STATEMENT OF ADMINISTRATION POLICY

(House Rules)
(Ford (D) MI and 64 others)

The Administration strongly supports reauthorization of the Higher Education Act and submitted its proposals to Congress in June 1991. These proposals would significantly increase financial support for all eligible students, with increased aid targeted particularly to low- and middle-income students. They also would: (1) improve the fiscal integrity of the student loan guarantee programs; (2) restructure and make more effective programs that help disadvantaged youth go to college and graduate; and (3) provide, for the first time, scholarships for low-income students who excel in their educational endeavors.

In contrast, H.R. 3553, as modified to incorporate the text of H.R. 4471, would (1) shift student aid to focus more assistance on those least in need; (2) provide unrealistic authorization levels that will create false expectations for students; (3) compound the administrative problems facing the Department of Education; (4) create a poorly structured direct student loan program; and (5) violate the pay-as-you-go provisions of the Budget Enforcement Act.
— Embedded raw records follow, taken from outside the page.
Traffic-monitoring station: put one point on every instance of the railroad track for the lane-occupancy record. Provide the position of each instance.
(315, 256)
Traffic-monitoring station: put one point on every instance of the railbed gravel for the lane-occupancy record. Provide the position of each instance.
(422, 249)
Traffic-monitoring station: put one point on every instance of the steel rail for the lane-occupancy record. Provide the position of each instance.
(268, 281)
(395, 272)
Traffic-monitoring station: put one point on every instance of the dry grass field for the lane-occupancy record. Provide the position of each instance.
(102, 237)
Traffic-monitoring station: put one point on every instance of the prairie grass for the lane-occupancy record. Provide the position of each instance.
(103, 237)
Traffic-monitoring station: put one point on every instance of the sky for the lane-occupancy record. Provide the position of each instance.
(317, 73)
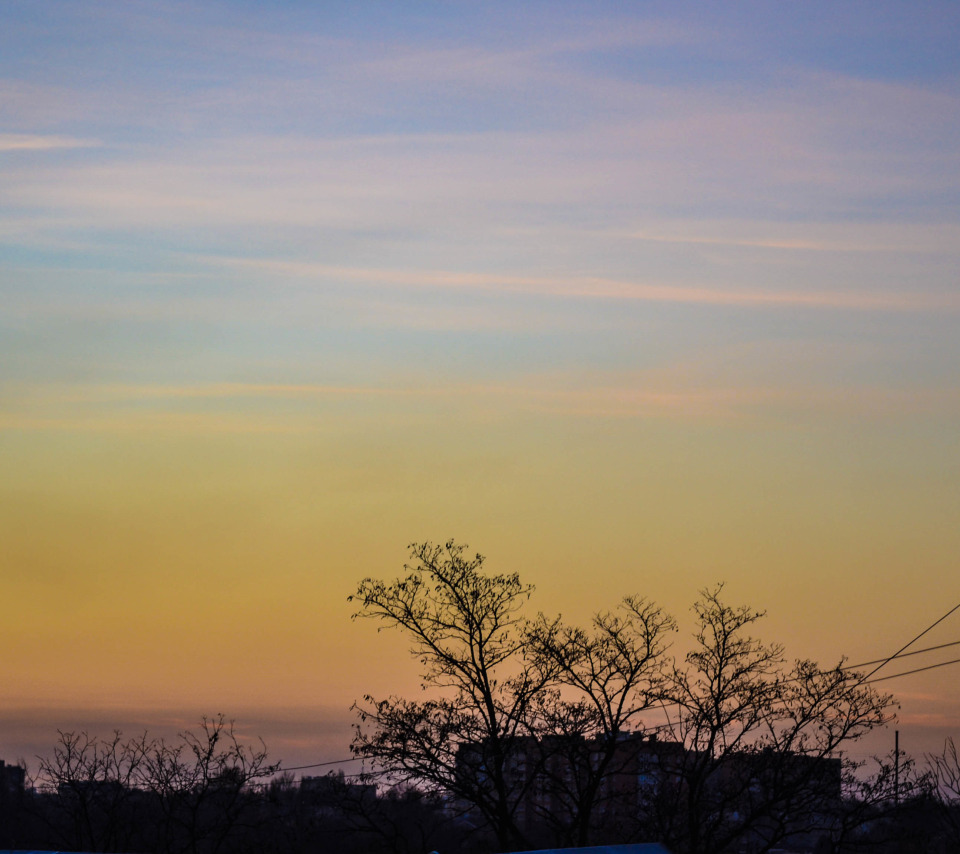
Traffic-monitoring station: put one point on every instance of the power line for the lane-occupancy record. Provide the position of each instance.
(900, 655)
(886, 661)
(908, 672)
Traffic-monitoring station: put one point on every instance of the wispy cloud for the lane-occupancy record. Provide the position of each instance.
(34, 142)
(597, 287)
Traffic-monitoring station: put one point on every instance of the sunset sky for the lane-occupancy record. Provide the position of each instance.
(630, 297)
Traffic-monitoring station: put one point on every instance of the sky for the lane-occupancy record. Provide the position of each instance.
(629, 297)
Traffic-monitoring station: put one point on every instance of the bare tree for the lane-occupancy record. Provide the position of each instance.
(92, 786)
(466, 629)
(761, 738)
(201, 786)
(606, 677)
(188, 795)
(540, 728)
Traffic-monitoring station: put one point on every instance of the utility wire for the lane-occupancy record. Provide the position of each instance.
(901, 655)
(886, 661)
(908, 672)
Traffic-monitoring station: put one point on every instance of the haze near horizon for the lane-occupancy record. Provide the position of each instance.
(629, 298)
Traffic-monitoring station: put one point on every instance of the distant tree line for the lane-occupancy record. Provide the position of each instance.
(531, 732)
(537, 730)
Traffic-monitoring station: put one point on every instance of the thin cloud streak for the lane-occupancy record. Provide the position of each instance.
(596, 287)
(32, 142)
Therefore, the Administration opposes enactment of H.R. 3553 in its current form. If the bill were presented to the President, his senior advisers would recommend a veto.
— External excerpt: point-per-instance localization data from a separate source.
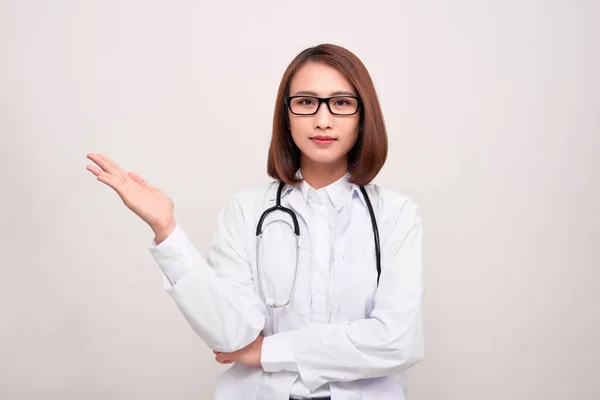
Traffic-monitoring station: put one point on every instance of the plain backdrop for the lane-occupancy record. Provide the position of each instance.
(493, 115)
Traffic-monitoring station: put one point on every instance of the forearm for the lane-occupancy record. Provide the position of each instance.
(345, 352)
(225, 313)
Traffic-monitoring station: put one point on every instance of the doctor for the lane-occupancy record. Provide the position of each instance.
(321, 297)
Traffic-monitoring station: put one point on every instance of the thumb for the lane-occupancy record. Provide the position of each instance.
(139, 180)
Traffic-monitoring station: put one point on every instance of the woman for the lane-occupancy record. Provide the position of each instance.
(305, 316)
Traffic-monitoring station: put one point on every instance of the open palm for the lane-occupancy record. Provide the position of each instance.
(150, 203)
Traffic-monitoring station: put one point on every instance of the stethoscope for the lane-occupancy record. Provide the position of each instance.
(278, 207)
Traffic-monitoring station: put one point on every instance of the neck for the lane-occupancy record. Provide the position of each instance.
(320, 175)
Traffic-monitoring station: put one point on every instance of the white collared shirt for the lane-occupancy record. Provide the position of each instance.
(341, 335)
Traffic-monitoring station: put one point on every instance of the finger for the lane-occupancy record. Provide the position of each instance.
(94, 170)
(100, 161)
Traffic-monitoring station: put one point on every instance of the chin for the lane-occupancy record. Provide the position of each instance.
(324, 159)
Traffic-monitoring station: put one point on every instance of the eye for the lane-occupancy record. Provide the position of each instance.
(306, 102)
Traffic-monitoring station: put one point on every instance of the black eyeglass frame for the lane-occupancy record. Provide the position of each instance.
(325, 100)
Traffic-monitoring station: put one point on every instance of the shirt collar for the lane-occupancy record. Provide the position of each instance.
(337, 191)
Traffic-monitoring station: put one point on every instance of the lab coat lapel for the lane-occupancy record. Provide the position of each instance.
(298, 204)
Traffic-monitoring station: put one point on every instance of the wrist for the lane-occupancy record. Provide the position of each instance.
(163, 230)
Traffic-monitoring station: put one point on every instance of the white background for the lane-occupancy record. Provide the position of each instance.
(493, 115)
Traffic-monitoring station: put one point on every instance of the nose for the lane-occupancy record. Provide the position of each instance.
(323, 118)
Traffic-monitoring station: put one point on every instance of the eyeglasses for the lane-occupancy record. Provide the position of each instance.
(338, 105)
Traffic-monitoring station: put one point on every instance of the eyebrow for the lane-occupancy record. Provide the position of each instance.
(338, 93)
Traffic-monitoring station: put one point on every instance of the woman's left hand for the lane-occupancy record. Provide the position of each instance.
(249, 355)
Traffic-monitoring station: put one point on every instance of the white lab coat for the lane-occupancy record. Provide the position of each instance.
(359, 342)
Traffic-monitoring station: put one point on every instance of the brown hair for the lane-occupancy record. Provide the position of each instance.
(368, 155)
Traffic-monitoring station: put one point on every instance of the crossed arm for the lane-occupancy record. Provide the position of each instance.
(231, 317)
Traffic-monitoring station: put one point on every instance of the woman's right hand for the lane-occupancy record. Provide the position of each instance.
(150, 203)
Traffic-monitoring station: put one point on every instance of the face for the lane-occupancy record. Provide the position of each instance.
(323, 138)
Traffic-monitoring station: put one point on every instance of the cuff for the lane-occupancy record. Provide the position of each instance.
(170, 255)
(277, 353)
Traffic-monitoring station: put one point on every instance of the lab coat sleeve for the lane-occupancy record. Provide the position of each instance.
(216, 295)
(387, 343)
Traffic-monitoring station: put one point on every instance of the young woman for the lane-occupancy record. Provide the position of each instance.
(321, 296)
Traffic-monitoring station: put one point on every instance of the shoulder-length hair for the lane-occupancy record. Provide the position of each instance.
(368, 155)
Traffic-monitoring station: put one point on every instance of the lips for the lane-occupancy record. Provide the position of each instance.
(323, 139)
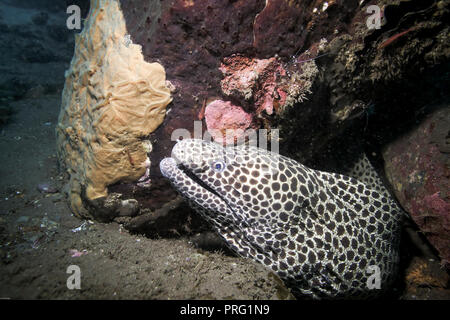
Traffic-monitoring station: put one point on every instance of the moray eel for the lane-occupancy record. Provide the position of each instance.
(326, 235)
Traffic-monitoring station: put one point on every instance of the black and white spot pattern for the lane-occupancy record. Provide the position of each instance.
(318, 231)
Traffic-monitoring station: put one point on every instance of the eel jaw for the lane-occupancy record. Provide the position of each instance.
(173, 170)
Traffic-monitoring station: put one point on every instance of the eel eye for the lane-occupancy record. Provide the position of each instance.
(218, 166)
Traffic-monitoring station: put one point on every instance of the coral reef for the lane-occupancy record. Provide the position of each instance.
(112, 101)
(226, 122)
(417, 166)
(312, 69)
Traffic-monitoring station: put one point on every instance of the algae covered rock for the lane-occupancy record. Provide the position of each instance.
(112, 101)
(417, 166)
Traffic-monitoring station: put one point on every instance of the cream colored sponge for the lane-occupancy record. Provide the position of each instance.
(112, 100)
In particular, the Administration strongly objects to provisions that would:

  • Change Pell Grant eligibility and determine award sizes in ways that would give excessive aid to the wealthiest students.
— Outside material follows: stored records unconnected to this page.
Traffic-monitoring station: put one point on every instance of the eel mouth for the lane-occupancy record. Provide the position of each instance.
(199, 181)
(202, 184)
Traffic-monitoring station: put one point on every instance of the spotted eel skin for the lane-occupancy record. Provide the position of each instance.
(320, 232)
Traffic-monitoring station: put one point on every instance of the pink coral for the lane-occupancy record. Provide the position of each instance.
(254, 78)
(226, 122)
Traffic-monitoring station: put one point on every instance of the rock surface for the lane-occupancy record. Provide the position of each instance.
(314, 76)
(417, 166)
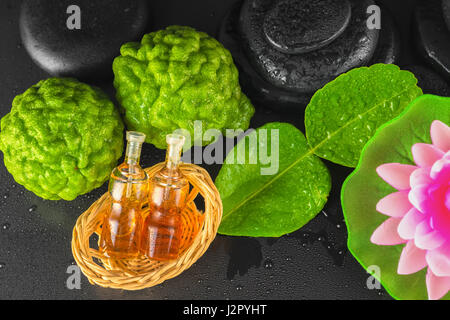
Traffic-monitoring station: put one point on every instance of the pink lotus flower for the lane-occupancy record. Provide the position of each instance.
(420, 211)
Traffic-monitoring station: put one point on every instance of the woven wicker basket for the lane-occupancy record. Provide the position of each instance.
(140, 273)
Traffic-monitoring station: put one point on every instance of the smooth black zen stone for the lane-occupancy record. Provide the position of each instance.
(430, 81)
(253, 84)
(389, 43)
(263, 92)
(446, 12)
(432, 36)
(303, 26)
(305, 73)
(84, 53)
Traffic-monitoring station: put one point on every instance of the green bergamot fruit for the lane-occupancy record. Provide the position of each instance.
(61, 139)
(174, 77)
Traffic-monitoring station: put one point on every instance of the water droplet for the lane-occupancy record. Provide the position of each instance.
(268, 264)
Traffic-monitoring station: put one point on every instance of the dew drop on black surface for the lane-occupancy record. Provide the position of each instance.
(268, 264)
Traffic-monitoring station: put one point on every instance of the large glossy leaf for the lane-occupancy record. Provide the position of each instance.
(346, 112)
(261, 205)
(364, 188)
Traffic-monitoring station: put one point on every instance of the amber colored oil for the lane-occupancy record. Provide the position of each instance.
(161, 236)
(128, 188)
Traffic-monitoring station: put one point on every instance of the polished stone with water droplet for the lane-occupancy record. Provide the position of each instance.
(309, 71)
(86, 52)
(268, 83)
(295, 27)
(446, 12)
(432, 36)
(268, 264)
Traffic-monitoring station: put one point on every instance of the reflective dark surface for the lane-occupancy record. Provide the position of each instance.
(35, 235)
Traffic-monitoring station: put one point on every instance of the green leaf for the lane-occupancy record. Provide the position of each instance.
(364, 188)
(272, 205)
(346, 112)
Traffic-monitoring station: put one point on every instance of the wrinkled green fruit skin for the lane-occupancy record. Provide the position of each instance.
(61, 139)
(174, 77)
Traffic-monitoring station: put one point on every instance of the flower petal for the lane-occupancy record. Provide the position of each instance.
(407, 227)
(420, 177)
(425, 155)
(440, 135)
(396, 174)
(437, 286)
(395, 204)
(386, 234)
(439, 261)
(426, 238)
(412, 259)
(418, 197)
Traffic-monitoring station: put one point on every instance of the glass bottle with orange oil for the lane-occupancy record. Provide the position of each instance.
(128, 188)
(168, 190)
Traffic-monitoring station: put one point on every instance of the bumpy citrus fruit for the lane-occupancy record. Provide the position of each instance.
(174, 77)
(61, 139)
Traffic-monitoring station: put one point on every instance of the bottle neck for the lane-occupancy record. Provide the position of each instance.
(133, 153)
(173, 159)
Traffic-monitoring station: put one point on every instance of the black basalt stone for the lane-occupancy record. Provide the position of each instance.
(303, 26)
(253, 84)
(446, 12)
(87, 52)
(310, 71)
(282, 98)
(389, 43)
(430, 81)
(432, 36)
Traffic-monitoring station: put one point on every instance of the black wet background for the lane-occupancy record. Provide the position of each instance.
(35, 235)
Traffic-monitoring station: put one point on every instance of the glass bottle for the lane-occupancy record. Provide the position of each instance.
(128, 188)
(168, 190)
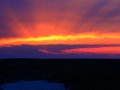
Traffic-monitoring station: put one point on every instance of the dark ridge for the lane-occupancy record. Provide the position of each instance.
(76, 74)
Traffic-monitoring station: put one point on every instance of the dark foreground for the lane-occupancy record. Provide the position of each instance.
(74, 74)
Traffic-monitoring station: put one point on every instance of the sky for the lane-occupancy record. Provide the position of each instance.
(69, 22)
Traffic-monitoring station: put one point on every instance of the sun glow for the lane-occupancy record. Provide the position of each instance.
(65, 39)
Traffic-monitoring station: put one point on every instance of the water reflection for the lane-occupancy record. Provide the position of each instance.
(33, 85)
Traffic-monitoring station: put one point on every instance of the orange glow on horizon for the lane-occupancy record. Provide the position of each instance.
(99, 50)
(64, 39)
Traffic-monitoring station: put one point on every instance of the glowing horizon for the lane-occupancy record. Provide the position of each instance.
(65, 39)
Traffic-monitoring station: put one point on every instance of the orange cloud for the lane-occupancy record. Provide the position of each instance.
(84, 38)
(99, 50)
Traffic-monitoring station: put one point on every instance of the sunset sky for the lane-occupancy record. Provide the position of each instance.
(43, 22)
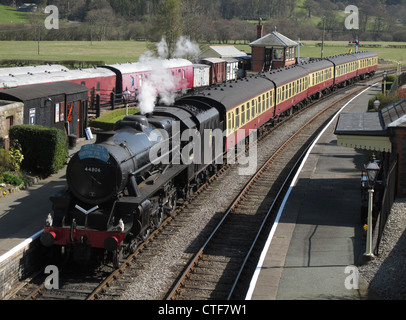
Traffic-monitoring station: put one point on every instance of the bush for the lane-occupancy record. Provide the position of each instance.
(5, 162)
(11, 179)
(386, 100)
(45, 149)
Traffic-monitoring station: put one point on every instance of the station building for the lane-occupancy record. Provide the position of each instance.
(272, 51)
(62, 105)
(382, 132)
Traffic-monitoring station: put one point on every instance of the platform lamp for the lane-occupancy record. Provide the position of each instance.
(126, 96)
(372, 170)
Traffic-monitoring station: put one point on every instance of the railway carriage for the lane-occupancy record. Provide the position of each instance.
(367, 64)
(321, 77)
(131, 76)
(292, 84)
(102, 80)
(31, 69)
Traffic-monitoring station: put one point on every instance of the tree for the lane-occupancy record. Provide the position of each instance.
(168, 24)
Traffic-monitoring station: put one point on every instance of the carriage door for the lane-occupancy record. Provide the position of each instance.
(9, 123)
(268, 59)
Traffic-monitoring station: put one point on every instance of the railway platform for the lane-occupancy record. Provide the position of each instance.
(319, 238)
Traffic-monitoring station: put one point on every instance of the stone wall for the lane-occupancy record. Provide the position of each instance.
(10, 109)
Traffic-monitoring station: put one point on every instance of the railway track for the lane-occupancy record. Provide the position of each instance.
(214, 271)
(252, 209)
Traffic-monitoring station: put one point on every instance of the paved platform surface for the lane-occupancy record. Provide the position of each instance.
(320, 233)
(23, 213)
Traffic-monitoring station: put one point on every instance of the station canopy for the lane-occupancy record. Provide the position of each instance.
(371, 130)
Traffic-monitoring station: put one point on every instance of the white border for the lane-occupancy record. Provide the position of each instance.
(21, 246)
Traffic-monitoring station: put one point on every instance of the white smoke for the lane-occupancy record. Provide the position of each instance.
(186, 48)
(161, 81)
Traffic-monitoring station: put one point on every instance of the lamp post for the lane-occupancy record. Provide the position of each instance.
(384, 82)
(372, 170)
(322, 41)
(377, 104)
(126, 96)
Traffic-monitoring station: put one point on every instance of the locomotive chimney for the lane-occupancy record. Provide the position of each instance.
(260, 29)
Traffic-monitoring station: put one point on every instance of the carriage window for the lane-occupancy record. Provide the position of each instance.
(229, 120)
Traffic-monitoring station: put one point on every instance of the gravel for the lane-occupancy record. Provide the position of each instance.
(386, 274)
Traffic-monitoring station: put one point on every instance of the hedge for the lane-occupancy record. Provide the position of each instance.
(45, 149)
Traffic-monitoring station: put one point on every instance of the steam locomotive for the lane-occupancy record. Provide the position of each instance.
(124, 185)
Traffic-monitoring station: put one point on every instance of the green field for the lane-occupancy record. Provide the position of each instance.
(10, 15)
(125, 51)
(107, 51)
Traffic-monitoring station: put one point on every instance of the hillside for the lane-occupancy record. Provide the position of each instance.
(218, 20)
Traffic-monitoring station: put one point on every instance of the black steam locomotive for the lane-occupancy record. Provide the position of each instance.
(128, 182)
(123, 186)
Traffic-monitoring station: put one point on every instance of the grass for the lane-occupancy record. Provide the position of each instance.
(124, 51)
(11, 15)
(108, 51)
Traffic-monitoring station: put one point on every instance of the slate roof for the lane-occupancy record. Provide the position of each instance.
(223, 52)
(372, 123)
(274, 39)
—   H.R. 3553 would significantly increase Pell Grant funding for students from high-income families. In particular, the total amount of Pell Grant awards to families with incomes over $60,000 would grow by almost 1,400 percent, the highest increase of any income category.

—   The percentage of total Pell Grant funds targeted on the neediest category of students would drop from 61 percent to 49 percent.

  • Authorize Pell Grants at levels so high — almost double current funding — that the appropriators will have no choice but to override the statutory provisions in order to reduce them. In 1993, the program would cost a total of $10.3 billion, $4.9 billion more than the current program. The authorizing committee has included unrealistically high funding levels with no financing source. In authorizing such unrealistically high levels, the authorizing committee is effectively requiring the appropriations committees to restructure the program each year.

  • Create an enormous new ($2.5 - $3.0 billion over five years) direct loan program that would increase the Federal debt. This new program, misleadingly labeled a "pilot", does not address any important policy issues and would burden the Education Department with yet another administrative problem for more than a decade.

— There is no evidence that a direct loan program can be run more efficiently than a guaranteed loan program.

— Prior experience with the Federally Insured Student Loan program demonstrates the difficulty of having the Department of Education run a central loan program. There is no research to show that a new Federal bureaucracy can deliver services more efficiently than 8,000 community banks.

— Administrative costs would total almost as much as the subsidy spending for the new program.

— The direct loan program would provide a line of credit and a draw on the Federal Treasury to proprietary schools, with default rates averaging 45 percent, that have demonstrated that they are not worthy of public trust.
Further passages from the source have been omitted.